Primary central nervous system lymphoma (PCNSL) refers to lymphoma confined to the central nervous system, accounting for 1–5% of primary intracranial tumors, the incidence of which is gradually increasing (Chen et al., 2018). 90% of PCNSL patients are diffuse large B-cell lymphoma (DLBCL), about half of which are multi-centric lesions that can occur in different parts of the brain at the same time. The main manifestations include headache, epilepsy, and focal motor dysfunction. At present, the diagnosis and treatment plan for PCNSL is a combination of surgical biopsy combined with radiotherapy and chemotherapy, among which methotrexate (MTX) is the first choice of first-line treatment for PCNSL (Radke et al., 2022).

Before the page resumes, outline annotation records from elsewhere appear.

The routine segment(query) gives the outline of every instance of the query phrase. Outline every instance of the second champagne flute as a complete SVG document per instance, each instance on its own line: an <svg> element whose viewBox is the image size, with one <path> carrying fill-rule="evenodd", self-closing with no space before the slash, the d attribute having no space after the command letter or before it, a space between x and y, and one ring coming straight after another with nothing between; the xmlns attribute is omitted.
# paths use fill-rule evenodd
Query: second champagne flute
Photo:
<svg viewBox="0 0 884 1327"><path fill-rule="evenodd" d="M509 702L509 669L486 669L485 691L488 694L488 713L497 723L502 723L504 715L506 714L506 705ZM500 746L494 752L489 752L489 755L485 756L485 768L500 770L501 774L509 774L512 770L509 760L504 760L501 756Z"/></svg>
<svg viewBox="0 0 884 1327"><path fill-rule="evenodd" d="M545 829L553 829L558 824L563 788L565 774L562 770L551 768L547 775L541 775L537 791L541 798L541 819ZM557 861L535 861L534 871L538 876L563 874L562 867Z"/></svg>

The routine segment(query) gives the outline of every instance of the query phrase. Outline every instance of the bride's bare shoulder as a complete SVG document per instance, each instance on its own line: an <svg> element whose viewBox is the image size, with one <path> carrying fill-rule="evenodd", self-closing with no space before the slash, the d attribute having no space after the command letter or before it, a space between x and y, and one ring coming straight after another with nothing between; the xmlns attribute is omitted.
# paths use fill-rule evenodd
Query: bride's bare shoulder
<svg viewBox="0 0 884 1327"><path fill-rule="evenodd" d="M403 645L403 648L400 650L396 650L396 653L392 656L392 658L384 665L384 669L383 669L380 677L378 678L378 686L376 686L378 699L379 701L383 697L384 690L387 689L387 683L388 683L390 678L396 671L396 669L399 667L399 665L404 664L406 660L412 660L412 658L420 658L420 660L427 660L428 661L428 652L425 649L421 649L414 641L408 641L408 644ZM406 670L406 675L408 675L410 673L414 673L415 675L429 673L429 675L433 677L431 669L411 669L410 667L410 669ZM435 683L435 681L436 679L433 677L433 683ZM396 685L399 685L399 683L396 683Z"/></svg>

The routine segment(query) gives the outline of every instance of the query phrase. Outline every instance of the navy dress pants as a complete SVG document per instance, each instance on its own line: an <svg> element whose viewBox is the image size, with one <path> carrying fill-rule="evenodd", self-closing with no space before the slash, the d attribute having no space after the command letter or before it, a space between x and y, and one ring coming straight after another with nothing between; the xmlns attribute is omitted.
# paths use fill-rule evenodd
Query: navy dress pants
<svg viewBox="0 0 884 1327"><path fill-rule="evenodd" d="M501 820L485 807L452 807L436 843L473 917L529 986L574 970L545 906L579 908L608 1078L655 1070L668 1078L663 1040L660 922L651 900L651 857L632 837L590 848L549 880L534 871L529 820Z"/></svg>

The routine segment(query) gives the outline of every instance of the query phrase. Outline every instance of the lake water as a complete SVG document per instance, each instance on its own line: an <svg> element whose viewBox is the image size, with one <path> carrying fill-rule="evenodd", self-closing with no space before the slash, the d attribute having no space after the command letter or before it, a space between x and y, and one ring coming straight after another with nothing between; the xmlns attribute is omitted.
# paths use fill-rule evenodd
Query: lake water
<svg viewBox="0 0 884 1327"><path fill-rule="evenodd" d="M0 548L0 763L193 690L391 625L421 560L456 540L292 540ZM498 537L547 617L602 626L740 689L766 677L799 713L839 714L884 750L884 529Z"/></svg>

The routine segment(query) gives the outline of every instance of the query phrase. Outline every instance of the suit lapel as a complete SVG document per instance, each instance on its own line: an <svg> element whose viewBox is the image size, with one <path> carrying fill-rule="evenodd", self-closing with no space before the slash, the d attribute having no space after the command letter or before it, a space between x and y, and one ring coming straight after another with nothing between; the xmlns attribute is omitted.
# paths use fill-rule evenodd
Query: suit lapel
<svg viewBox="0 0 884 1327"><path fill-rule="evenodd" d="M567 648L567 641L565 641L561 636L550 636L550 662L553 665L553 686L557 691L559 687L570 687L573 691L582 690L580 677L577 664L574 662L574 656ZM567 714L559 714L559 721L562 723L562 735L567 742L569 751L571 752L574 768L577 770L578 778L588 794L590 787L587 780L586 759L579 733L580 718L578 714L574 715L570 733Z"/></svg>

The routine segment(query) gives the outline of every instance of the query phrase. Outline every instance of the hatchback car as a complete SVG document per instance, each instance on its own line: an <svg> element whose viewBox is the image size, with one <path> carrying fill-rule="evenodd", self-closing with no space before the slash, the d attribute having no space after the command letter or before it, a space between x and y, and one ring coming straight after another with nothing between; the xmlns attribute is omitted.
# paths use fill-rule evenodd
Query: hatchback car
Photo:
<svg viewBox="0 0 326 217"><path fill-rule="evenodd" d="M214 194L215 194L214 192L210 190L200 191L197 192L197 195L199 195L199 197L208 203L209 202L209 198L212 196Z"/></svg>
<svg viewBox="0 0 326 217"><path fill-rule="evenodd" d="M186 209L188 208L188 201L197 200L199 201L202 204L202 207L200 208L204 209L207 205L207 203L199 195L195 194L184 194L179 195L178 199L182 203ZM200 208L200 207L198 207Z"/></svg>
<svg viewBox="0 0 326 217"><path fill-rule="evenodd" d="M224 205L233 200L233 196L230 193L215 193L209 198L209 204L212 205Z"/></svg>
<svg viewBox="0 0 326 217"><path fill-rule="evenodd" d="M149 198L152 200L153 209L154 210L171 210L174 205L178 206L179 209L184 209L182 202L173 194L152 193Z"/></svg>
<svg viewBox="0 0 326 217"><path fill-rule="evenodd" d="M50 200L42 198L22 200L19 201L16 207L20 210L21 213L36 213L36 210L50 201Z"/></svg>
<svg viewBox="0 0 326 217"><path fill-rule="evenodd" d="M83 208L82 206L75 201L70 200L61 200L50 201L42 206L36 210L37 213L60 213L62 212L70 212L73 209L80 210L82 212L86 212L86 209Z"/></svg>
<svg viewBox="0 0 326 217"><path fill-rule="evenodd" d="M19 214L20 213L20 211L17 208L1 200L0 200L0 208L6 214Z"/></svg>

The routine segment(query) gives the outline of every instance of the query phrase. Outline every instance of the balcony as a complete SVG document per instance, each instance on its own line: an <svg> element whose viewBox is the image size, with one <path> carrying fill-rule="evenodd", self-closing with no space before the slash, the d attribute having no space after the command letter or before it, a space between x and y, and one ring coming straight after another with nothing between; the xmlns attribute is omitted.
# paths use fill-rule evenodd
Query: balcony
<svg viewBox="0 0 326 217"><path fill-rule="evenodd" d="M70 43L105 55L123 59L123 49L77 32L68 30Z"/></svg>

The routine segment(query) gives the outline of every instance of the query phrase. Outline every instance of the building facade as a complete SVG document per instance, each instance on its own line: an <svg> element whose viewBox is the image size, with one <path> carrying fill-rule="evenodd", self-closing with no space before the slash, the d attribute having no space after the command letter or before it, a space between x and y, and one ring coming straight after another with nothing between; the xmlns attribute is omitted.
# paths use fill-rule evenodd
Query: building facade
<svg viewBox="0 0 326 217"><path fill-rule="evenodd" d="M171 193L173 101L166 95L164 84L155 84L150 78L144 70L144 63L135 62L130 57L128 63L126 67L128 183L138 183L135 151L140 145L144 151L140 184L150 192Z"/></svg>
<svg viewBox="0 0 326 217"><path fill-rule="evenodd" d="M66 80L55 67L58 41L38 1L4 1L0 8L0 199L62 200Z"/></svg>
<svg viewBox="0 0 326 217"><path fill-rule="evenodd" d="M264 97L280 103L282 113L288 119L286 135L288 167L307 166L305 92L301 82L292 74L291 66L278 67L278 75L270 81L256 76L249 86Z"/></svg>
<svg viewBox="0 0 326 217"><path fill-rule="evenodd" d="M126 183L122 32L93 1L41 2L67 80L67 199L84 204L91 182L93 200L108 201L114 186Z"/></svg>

In DLBCL, the neddylation of CRL can induce the degradation of BCL-2 protein, which can promote apoptosis, leading to the imbalance of the apoptosis process and abnormal cell proliferation (Olejniczak et al., 2010). Studies have shown that MLN4924 can effectively inhibit NAE activity in DLBCL cells, resulting in a decrease in the level of CRL and an increase in the content of BCL-2 protein, and then induce the apoptosis of DLBCL cells (Torka et al., 2020). MLN4924 can also inhibit the growth of DLBCL cells by inhibiting primification, which triggered the arrest of DLBCL cells in the G2 cell cycle. Mln4924-mediated inhibition of neddylation can regulate the expression levels and activities of various programmed cell death related proteins in DLBCL cells. The study confirmed that MLN4924 can up-regulate the expression levels of pro-apoptotic proteins Noxa, Bil and p21 in DLBCL cells, while down-regulate the expression levels of anti-apoptotic proteins IAP in DLBCL cells (Wang et al., 2015). Meanwhile, MLN4924 can inhibit the NF-κB pathway activity in DLBCL cells, thereby inhibiting the proliferation of DLBCL cells (Godbersen et al., 2014).